Keywords: Aortic dissection, DeBakey type 1, myocardial infarction

How to cite this article:
Danbauchi SS, Ibinaiye PO, Anyiam CA, Alhassan MA, Oyati AI. DeBakey type 1 acute aortic dissection presenting as inferior myocardial infarction: A case report and review of literature. Arch Int Surg 2013;3:154-7

How to cite this URL:
Danbauchi SS, Ibinaiye PO, Anyiam CA, Alhassan MA, Oyati AI. DeBakey type 1 acute aortic dissection presenting as inferior myocardial infarction: A case report and review of literature. Arch Int Surg [serial online] 2013 [cited 2020 Feb 29];3:154-7. Available from:

  Introduction Top

Acute thoracic aortic dissection (AoD), one of the most common and serious diseases of the aorta, carries a high morbidity and mortality rate when not recognized or treated promptly.

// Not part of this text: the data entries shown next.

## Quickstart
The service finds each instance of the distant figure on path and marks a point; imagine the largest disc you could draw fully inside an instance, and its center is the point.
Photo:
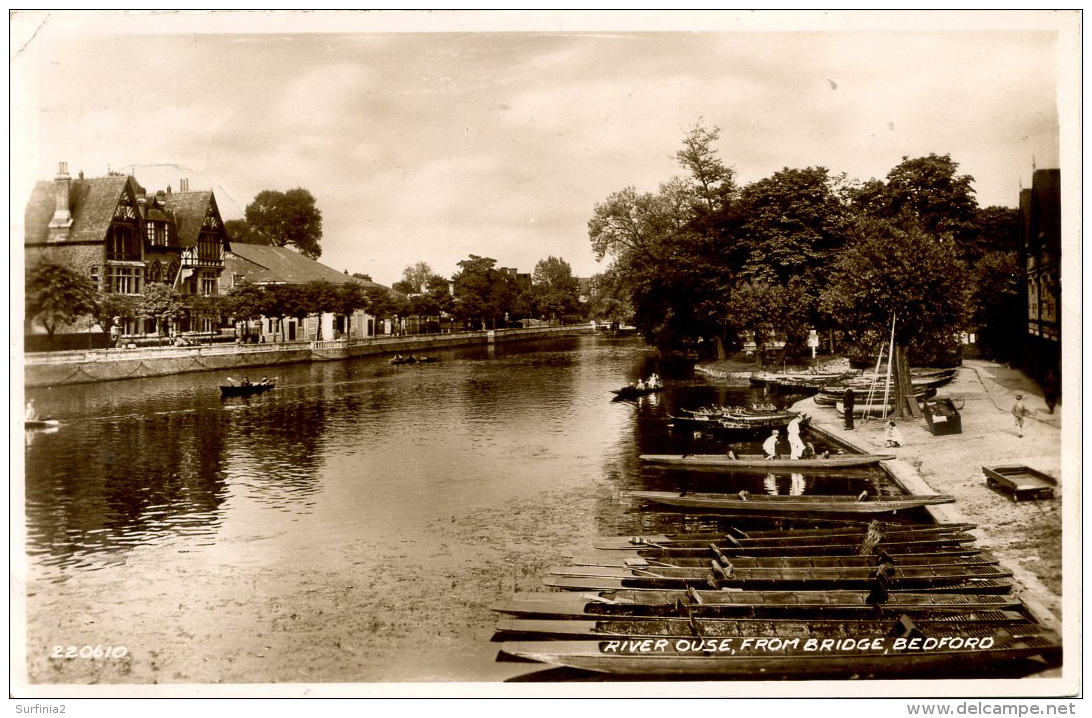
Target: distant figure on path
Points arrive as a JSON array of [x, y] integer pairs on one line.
[[1051, 390], [1019, 411], [770, 445], [892, 437], [795, 443]]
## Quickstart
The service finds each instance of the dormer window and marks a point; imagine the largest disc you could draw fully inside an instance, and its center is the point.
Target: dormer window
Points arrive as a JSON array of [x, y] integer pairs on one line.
[[158, 234]]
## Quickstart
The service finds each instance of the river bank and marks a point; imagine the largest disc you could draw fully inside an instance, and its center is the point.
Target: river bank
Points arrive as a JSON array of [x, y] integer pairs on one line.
[[61, 368], [1025, 537]]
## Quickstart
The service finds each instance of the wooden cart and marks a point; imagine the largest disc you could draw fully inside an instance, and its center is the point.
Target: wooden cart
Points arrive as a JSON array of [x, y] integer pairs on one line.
[[1020, 481]]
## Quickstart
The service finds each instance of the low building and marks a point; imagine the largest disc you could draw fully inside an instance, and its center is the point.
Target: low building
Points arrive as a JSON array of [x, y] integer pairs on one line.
[[1041, 256], [260, 264]]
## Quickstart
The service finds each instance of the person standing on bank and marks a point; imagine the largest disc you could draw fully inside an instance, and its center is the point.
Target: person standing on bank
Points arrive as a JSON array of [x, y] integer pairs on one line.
[[795, 443], [849, 402], [1019, 411], [770, 445]]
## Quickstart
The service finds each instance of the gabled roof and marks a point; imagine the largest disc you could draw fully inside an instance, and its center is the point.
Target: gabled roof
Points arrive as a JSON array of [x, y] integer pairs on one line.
[[189, 210], [91, 201], [283, 265]]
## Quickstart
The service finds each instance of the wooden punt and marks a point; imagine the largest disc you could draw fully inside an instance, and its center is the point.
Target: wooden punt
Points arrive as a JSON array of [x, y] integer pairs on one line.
[[1015, 622], [245, 390], [759, 463], [726, 657], [902, 533], [781, 505], [1020, 481], [717, 575], [42, 423], [594, 584], [630, 561], [751, 605]]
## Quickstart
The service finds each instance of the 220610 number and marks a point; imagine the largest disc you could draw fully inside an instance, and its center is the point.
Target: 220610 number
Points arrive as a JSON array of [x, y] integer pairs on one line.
[[93, 653]]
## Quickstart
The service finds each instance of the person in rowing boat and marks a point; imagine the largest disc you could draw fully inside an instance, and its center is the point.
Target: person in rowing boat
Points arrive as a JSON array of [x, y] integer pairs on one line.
[[770, 445], [892, 437]]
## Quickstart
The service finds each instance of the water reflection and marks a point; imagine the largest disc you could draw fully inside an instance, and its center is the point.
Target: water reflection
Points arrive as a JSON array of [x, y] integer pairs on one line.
[[106, 486]]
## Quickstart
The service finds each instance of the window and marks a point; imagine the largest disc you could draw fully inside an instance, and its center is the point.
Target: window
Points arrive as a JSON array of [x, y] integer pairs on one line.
[[125, 279], [157, 234]]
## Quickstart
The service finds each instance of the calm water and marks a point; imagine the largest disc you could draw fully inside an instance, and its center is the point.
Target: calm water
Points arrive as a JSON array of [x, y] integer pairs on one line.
[[343, 451]]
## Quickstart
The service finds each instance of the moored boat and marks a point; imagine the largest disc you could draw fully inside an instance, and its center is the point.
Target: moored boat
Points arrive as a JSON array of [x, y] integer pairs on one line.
[[245, 390], [749, 603], [781, 505], [42, 423], [759, 463], [717, 575], [588, 629]]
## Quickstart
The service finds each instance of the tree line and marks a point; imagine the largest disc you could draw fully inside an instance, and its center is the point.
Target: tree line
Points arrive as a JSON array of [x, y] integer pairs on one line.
[[705, 261]]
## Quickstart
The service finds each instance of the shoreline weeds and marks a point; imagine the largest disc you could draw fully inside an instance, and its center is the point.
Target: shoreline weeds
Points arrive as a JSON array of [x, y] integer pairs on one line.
[[368, 611]]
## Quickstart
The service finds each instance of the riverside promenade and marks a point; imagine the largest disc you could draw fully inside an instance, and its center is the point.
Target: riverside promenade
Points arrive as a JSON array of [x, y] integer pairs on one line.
[[61, 368], [1025, 537]]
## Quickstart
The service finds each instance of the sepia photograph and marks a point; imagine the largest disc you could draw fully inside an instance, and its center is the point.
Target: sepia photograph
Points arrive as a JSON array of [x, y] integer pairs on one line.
[[546, 354]]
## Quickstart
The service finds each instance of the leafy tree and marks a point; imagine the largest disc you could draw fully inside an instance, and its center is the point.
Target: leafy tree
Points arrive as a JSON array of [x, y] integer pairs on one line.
[[555, 292], [905, 274], [416, 277], [284, 218], [239, 231], [163, 303], [57, 296], [767, 311]]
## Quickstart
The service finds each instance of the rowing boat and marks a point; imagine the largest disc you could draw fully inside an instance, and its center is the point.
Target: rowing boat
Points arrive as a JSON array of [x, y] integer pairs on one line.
[[781, 505], [632, 392], [870, 657], [627, 560], [717, 575], [759, 463], [745, 603], [245, 390], [621, 627]]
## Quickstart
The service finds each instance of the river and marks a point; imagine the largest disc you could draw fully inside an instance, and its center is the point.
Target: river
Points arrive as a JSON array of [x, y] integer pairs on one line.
[[161, 482]]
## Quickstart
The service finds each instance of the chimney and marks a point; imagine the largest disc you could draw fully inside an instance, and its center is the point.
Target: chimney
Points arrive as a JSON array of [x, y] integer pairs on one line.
[[61, 223]]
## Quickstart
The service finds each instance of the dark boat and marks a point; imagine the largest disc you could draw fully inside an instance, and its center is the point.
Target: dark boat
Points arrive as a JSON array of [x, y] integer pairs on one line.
[[759, 463], [747, 603], [780, 505], [625, 560], [719, 575], [1015, 622], [632, 392], [245, 390], [770, 657], [413, 360], [42, 423], [738, 538]]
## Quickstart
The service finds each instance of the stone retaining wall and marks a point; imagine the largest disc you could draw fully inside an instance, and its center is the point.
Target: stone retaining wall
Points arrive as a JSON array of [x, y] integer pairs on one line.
[[103, 366]]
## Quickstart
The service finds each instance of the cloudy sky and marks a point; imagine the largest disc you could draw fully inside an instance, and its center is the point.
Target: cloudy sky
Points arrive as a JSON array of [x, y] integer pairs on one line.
[[430, 136]]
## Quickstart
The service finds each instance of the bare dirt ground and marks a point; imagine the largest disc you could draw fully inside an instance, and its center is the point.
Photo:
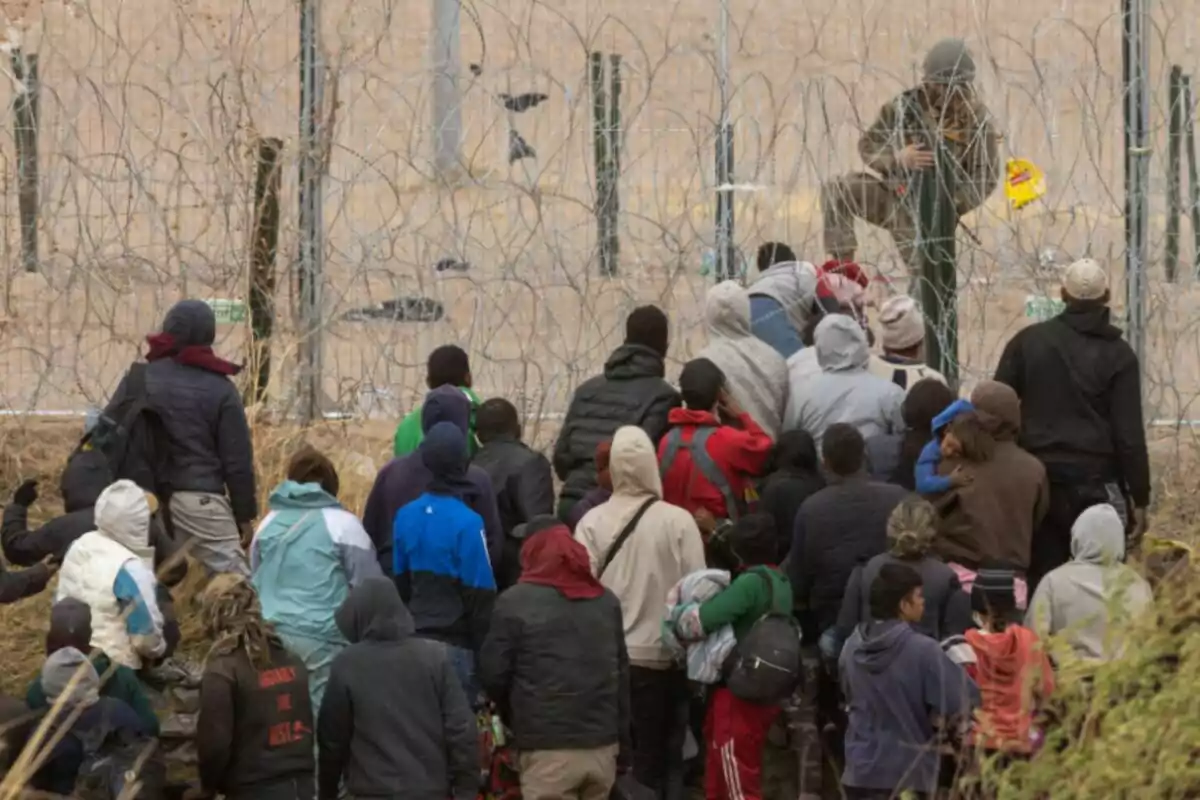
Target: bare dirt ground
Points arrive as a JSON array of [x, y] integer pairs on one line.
[[150, 109]]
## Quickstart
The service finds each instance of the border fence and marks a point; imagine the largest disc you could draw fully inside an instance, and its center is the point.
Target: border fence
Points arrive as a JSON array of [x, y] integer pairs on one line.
[[432, 185]]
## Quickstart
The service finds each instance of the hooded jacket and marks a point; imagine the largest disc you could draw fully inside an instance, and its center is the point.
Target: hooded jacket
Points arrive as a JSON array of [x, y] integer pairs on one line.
[[112, 570], [664, 547], [210, 447], [994, 518], [631, 391], [844, 391], [781, 300], [395, 721], [1014, 678], [895, 681], [1080, 398], [1078, 599], [755, 373], [403, 480]]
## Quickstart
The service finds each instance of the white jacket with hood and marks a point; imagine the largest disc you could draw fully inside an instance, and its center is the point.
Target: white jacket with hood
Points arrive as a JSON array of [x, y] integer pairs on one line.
[[117, 559], [663, 549], [1079, 599], [844, 390], [755, 373]]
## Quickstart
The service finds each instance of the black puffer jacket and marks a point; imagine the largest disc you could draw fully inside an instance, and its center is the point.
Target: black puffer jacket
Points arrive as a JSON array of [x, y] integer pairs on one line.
[[1080, 397], [841, 525], [210, 447], [631, 391], [559, 668]]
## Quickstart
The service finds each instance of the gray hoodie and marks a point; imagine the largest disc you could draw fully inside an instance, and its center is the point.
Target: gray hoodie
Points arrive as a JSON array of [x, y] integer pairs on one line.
[[844, 391], [1084, 597]]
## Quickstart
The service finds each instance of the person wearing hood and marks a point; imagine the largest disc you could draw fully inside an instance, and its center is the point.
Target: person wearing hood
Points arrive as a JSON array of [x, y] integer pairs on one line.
[[994, 513], [631, 391], [1080, 390], [214, 495], [844, 391], [521, 477], [556, 660], [1008, 663], [112, 570], [447, 366], [71, 627], [793, 476], [912, 528], [1085, 600], [96, 726], [307, 553], [755, 373], [598, 494], [903, 337], [255, 727], [783, 298], [639, 548], [402, 480], [394, 721], [706, 464], [439, 555], [900, 687]]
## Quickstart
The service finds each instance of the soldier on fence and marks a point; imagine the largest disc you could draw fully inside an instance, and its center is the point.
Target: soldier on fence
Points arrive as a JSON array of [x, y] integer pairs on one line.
[[901, 142]]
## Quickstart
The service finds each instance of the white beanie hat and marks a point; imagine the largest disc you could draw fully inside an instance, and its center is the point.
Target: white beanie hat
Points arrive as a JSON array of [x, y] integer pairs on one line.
[[1086, 280], [904, 325]]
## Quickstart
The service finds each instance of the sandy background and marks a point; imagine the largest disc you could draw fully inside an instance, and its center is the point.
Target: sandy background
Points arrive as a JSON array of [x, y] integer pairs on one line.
[[150, 108]]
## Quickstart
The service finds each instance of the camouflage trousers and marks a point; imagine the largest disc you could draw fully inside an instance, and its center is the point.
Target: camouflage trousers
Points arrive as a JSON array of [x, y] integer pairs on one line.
[[869, 198]]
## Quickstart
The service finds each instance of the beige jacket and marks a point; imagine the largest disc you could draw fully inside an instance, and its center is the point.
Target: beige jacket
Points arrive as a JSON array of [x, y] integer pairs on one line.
[[663, 548]]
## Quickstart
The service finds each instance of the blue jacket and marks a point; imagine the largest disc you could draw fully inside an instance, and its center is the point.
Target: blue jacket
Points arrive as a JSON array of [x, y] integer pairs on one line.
[[895, 681], [928, 480], [442, 570], [305, 557]]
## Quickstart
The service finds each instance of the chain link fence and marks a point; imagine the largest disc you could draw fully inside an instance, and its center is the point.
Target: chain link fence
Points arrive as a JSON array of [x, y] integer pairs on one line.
[[150, 116]]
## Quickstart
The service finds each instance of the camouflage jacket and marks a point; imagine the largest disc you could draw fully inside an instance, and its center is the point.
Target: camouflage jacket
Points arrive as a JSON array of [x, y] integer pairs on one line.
[[975, 148]]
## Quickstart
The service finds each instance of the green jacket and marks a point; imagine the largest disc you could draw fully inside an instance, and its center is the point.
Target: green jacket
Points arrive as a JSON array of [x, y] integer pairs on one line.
[[409, 434], [747, 600], [123, 685]]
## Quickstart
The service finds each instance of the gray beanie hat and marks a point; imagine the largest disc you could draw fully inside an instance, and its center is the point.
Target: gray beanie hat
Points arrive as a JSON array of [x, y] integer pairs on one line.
[[949, 61]]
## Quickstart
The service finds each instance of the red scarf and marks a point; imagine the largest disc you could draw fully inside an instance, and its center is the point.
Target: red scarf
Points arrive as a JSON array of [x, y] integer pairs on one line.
[[162, 346], [551, 558]]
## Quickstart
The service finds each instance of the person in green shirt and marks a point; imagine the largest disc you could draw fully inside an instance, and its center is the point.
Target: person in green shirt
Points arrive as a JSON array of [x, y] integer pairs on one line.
[[71, 627], [447, 366], [737, 729]]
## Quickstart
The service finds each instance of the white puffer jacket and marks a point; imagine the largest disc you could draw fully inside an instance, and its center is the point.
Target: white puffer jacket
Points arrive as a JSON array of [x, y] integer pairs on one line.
[[93, 563]]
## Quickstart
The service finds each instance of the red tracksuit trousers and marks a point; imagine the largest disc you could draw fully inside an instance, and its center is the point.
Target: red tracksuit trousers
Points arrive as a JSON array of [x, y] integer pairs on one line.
[[737, 733]]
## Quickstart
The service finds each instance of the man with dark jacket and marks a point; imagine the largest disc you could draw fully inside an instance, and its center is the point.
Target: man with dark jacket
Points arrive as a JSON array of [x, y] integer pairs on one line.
[[211, 461], [402, 480], [631, 391], [839, 527], [555, 659], [521, 479], [1080, 389], [394, 721]]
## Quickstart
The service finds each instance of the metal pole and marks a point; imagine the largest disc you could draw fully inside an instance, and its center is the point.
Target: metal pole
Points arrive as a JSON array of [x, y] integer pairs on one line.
[[1135, 61], [312, 245], [447, 58], [726, 262]]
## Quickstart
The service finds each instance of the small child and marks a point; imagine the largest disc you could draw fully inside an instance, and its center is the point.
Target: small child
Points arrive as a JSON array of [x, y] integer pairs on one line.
[[958, 433]]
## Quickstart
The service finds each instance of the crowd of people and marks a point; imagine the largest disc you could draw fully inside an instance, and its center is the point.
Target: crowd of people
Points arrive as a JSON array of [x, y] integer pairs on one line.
[[923, 547]]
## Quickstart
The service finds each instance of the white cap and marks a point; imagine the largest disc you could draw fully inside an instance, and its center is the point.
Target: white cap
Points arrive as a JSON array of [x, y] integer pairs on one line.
[[1086, 280], [904, 325]]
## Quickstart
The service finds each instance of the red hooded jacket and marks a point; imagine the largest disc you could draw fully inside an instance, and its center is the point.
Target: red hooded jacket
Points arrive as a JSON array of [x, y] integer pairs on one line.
[[1014, 678], [741, 453]]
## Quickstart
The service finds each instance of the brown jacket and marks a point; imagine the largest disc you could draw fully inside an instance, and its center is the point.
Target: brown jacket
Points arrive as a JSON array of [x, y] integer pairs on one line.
[[995, 516], [975, 148]]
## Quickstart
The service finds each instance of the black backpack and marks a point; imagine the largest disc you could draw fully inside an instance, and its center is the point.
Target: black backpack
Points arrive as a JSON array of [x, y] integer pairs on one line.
[[133, 438], [766, 667]]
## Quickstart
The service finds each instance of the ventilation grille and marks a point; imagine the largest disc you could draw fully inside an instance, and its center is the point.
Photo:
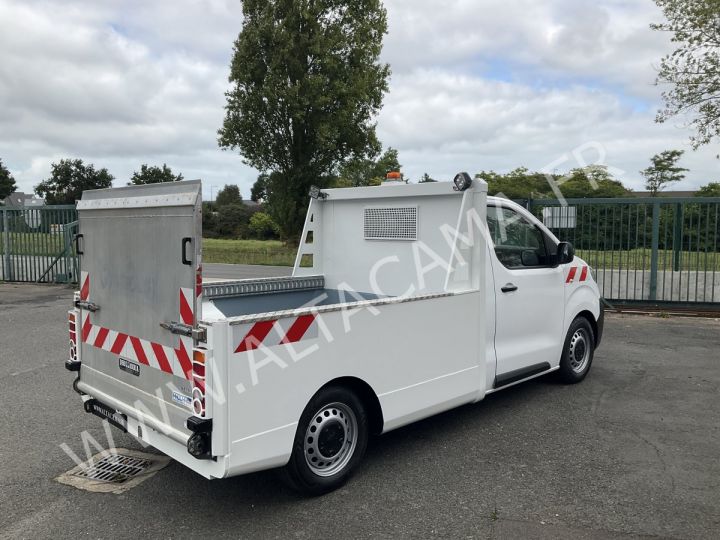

The mortality of untreated AoD may be as high as 1% within 1 h and 40-50% of the patients die within 48 h. [1],[2] For those fortunate enough to survive the initial 48 h, the disease may carry a 90% 1-year mortality rate. [1],[2] Since the introduction of modern treatment regimens, the fatality rate has declined dramatically. Patients with proximal ascending dissection who rapidly undergo surgery in experienced tertiary centers have a 30-day survival rate of 80-85% and a 10-year survival of 55%. [3] Realizations of the significant benefits of early intervention is dependent upon rapid establishment of the diagnosis of AoD.

The classic symptoms of AoD such as abrupt chest, back, or abdominal pain are non-specific as other clinical conditions could mimic these symptoms. Hence, this makes the diagnosis of AoD difficult, especially in countries like Nigeria, where this disease entity is rare and modern diagnostic equipments are not readily available. By understanding the pathophysiology of AoD, the clinician may better understand the relationship between the dissection process and the resulting symptomatology. We present here a case of DeBakey type 1 AoD presenting with features of acute inferior myocardial infarction.

  Case Report Top

A 68-year-old man presented with crushing chest pain that started 18 h before presentation following coitus. The pain radiated to the left shoulder and was associated with shortness of breath, palpitations, sweating, and feeling of an impending doom. He noted occasional painless swelling of feet and legs. He was diagnosed hypertensive 2 years prior to presentation, but was non-compliant to his medication. He did not have diabetes or a history suggestive of peripheral vascular disease, angina, stroke, transient ischemic attack (TIAS), or myocardial infarction. He smoked about 30 pack-years and consumed high cholesterol diet but denied alcohol consumption. No family history of similar disease was noted.

Examination revealed an elderly man in respiratory and painful distress. He had mild pedal edema and diaphoresis. He was not pale, jaundiced, or centrally cyanosed, but had basal crepitations in both the lungs. His pulse rate was 110 per minute, regular, and full volume with arterial wall thickening, blood pressure was 150/90 mmHg, and apex beat was in the 6 th LICS lateral to the mid clavicular line. The heart sounds revealed normal S1 and S2, but loud A2 and S3 at the apex. There was a systolic murmur in the apex, but no pericardial friction rub. The abdomen and central nervous system were unremarkable. An electrocardiogram (ECG) revealed ST-Segment elevation >2 mm in Leads II, III and aVF consistent with inferior myocardial infarction.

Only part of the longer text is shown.